© JUNGE FREIHEIT Verlag GmbH & Co. KG www.jungefreiheit.de 26/21 / 25. Juni 2021

Zweiter Pfeil
Rainer Brinkmann

Darf ich mich zu Ihnen setzen?“ Zu einladend scheint mir der noch freie Platz auf der polierten Holzbank an dieser sonnenverwöhnten Stelle neben der mächtigen Buche, die sich mit ihrem weit ausladenden frischgrünen Blätterdach darüber wölbt. 
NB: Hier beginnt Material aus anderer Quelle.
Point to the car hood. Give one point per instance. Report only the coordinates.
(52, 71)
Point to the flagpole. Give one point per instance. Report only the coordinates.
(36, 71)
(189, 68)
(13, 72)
Die Sonnenstrahlen erleuchten das Blattgrün und brechen unregelmäßig funkelnd immer wieder hindurch, um auf die Bank und den Herrn zu treffen, der es sich dort lesend gemütlich gemacht hat. Dieser sieht kurz auf, nickt, lächelt zustimmend. Ich setze mich.

Mein Blick fällt noch einmal auf den Fremden. Heller Anzug, Weste, die Krawatte locker gebunden. Ich erhasche einen Blick auf den Buchtitel. „Wilhelm Tell“ von Friedrich Schiller. „Daß jemand sich für die alten Klassiker begeistert, ist auch nicht mehr so verbreitet“, wage ich eine Ansprache. 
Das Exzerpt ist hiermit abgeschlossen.